In [88]:
import pandas as pd
import numpy as np
from sklearn.model_selection import train_test_split
from sklearn.ensemble import RandomForestRegressor
from sklearn.metrics import r2_score, mean_absolute_error, mean_squared_error
from sklearn.model_selection import RandomizedSearchCV

## Loading Data

In [89]:
weeks = []
for i in range(1, 19):
    df = pd.read_csv(f"train/input_2023_w{i:02d}.csv")
    weeks.append(df)

prethrow = pd.concat(weeks, ignore_index=True)

In [90]:
weeks = []
for i in range(1, 19):
    df = pd.read_csv(f"train/output_2023_w{i:02d}.csv")
    weeks.append(df)

postthrow = pd.concat(weeks, ignore_index=True)

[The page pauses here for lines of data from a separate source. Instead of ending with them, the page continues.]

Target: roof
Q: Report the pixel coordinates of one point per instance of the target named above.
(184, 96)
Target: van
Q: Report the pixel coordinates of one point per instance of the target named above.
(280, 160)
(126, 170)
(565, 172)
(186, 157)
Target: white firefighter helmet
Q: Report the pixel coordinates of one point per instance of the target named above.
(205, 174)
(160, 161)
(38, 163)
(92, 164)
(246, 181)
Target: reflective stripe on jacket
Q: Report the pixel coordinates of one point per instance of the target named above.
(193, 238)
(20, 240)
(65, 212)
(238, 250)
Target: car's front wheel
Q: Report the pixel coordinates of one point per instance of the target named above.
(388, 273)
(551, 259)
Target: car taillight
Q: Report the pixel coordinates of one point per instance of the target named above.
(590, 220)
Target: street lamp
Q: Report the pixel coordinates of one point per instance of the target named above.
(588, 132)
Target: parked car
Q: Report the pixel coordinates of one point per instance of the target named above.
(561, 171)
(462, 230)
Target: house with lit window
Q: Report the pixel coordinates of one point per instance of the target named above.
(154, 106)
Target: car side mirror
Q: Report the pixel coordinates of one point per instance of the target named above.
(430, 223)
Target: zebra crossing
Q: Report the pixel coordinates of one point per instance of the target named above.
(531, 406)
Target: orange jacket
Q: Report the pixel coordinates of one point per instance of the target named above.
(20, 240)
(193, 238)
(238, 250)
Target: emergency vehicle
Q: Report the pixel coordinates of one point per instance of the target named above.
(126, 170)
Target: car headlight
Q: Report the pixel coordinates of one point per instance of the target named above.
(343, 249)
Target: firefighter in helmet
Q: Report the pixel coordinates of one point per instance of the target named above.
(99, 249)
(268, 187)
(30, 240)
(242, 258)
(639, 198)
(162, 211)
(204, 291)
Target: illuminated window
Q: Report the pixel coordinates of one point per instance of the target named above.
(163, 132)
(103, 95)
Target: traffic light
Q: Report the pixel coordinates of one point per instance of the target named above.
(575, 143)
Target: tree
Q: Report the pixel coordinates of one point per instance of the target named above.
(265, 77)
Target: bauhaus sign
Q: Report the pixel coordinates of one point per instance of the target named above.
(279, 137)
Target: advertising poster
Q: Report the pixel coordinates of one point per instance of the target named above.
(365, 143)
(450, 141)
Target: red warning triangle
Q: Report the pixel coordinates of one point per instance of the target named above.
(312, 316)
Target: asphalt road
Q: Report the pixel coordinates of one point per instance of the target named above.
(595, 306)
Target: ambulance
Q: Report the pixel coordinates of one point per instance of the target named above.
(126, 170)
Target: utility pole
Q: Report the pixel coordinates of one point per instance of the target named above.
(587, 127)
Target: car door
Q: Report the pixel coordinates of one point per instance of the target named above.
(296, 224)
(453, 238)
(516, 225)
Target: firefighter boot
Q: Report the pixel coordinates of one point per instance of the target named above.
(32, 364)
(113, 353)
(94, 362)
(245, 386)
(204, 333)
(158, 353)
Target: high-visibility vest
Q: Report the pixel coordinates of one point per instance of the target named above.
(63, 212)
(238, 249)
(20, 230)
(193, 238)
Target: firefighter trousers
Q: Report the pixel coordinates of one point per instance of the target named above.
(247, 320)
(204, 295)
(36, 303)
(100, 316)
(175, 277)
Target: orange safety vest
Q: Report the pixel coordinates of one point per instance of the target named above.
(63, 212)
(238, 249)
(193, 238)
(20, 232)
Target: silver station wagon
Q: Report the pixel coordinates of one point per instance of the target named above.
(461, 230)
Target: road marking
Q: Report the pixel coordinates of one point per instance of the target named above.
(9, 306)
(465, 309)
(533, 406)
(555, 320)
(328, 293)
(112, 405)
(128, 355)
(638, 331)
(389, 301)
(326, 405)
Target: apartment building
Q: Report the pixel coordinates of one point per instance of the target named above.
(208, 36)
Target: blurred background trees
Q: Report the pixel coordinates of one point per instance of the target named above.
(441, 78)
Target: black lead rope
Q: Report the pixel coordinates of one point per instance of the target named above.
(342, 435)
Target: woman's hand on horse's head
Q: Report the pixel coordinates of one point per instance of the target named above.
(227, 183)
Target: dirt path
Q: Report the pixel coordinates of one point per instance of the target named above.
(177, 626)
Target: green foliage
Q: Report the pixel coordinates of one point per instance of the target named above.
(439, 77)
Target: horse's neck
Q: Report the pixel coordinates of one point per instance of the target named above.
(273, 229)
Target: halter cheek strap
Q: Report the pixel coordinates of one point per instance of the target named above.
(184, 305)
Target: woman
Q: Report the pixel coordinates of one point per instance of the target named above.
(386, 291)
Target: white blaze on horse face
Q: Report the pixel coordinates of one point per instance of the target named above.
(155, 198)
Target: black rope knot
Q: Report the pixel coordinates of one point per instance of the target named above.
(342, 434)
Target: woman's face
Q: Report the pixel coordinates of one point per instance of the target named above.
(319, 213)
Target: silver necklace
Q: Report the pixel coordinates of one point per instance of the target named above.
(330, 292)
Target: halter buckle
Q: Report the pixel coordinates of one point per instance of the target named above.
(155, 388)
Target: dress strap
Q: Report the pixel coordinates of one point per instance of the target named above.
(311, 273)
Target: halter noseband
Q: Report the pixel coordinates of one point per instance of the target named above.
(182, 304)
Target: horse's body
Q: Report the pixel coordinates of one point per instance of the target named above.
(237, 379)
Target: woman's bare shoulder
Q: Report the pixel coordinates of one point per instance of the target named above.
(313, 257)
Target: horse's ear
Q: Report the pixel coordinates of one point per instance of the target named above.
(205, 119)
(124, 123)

## Getting Relevant Features

In [91]:
relevant_prethrow = prethrow[['game_id','play_id','nfl_id','frame_id','x','y','s','a','o','dir','ball_land_x','ball_land_y','player_position','player_role']]

Calculating distance to ball

In [92]:
relevant_prethrow['distance_to_land'] = np.sqrt((relevant_prethrow['ball_land_x'] - relevant_prethrow['x'])**2 + (relevant_prethrow['ball_land_y'] - relevant_prethrow['y'])**2)

A value is trying to be set on a copy of a slice from a DataFrame.
Try using .loc[row_indexer,col_indexer] = value instead

See the caveats in the documentation: https://pandas.pydata.org/pandas-docs/stable/user_guide/indexing.html#returning-a-view-versus-a-copy
  relevant_prethrow['distance_to_land'] = np.sqrt((relevant_prethrow['ball_land_x'] - relevant_prethrow['x'])**2 + (relevant_prethrow['ball_land_y'] - relevant_prethrow['y'])**2)


Engineering Other Features

In [93]:
dx = relevant_prethrow['x'] - relevant_prethrow['ball_land_x']
dy = relevant_prethrow['y'] - relevant_prethrow['ball_land_y']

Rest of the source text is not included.